23.9.2019, Robin Eymann – Collaboration: Maxime Bottel / Le coût d’une exploitation laitière bio est en moyenne de 20% plus élevée. Le prix payé par le client est lui 35% plus élevé. Shutterstock.com
Le prix que le consommateur accepte de payer en plus va-t-il bien dans la poche du producteur ? On peut en douter. Exemples.
Les produits bio sont plus chers que les conventionnels. Cela à hauteur de 50% en moyenne, selon le panier type de l’Office fédéral de l’agriculture (OFAG). Pour les besoins de cette enquête menée conjointement avec On en Parle,, l’émission radio de la RTS, nous avons retenu quatre denrées de base: les œufs, les pommes de terre, la farine et le lait.
En Suisse, impossible d’obtenir les marges des distributeurs. Les données dont on dispose sont le prix à la production (part qui revient à l’agriculteur) et le prix à la consommation (somme que le client débourse). La différence entre eux est l’argent qui revient aux intermédiaires: c’est la marge brute des transformateurs et des distributeurs. Les données des denrées bio ont été confrontées à celles des conventionnelles.
Calculs à l’appui
Ainsi, les marges dans le bio sont effectivement bien plus élevées. En gros, les intermédiaires paient un prix un peu plus élevé au producteur, mais revendent bien plus cher au client. Prenons un kilo de pommes de terre: il coûte au client 1 fr. 47 de plus en bio, mais seulement 47 ct. reviennent au producteur. Le franc restant s’évapore en chemin. Cela représente une marge supplémentaire de 74% pour les intermédiaires par rapport au conventionnel.

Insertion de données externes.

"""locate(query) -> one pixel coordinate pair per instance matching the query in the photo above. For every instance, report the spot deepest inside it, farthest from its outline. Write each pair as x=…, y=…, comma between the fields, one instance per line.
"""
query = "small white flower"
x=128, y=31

Les œufs d’élevage au sol est un exemple plus marquant encore: le consommateur consent à payer 40 ct. de plus pour un œuf bio. Mais 20 ct. seulement retournent au producteur. Les intermédiaires empochent donc la moitié du différentiel (95%)! A quoi ils rétorquent que transporter, préparer, emballer, mettre en rayon les produits bio amènent des coûts supplémentaires. Contacté, Coop, par exemple, refuse de commenter ses marges et se borne à dire qu’il gagne autant d’argent sur le bio que le non-bio.
Client pris au piège
Agridea, l’Association suisse pour le développement de l’agriculture et de l’espace rural, n’est pas de cet avis. Certes, une partie de la marge des intermédiaires s’explique par des surcoûts: emballages parfois de meilleure qualité, plus grande traçabilité ou frais spécifiques de mise sur le marché, convient Sophie Reviron, qui a fait de nombreuses études sur le sujet. Mais les coûts de séparation des circuits de production semblent ne jouer plus aucun rôle aujourd’hui. En clair: une bonne partie du prix du bio ne tient pas aux coûts effectifs mais au fait que les distributeurs exploitent la propension du client à payer davantage un produit labellisé.
Plus de transparence
«Le prix accepté et payé par le consommateur peut être beaucoup plus élevé que les coûts de production réels, relate encore la spécialiste. La part du prix de vente final qui revient au distributeur augmente fortement sur les produits à haute valeur ajoutée (…). C’est le cas pour le lait bio (+35%) ou certaines spécialités et produits de marque (+50%). Le distributeur gagne ainsi par deux fois: d’abord avec un prix de vente plus élevé, ensuite du fait de l’augmentation du taux de marque. Plus les producteurs et transformateurs arrivent à convaincre le consommateur de payer le prix fort, plus la part de la valeur des distributeurs augmente.»
De l’avis de la FRC, il est temps d’exiger davantage de transparence pour obtenir des denrées saines, respectueuses de l’environnement, payant plus équitablement le producteur et acceptables dans le budget de tous les ménages.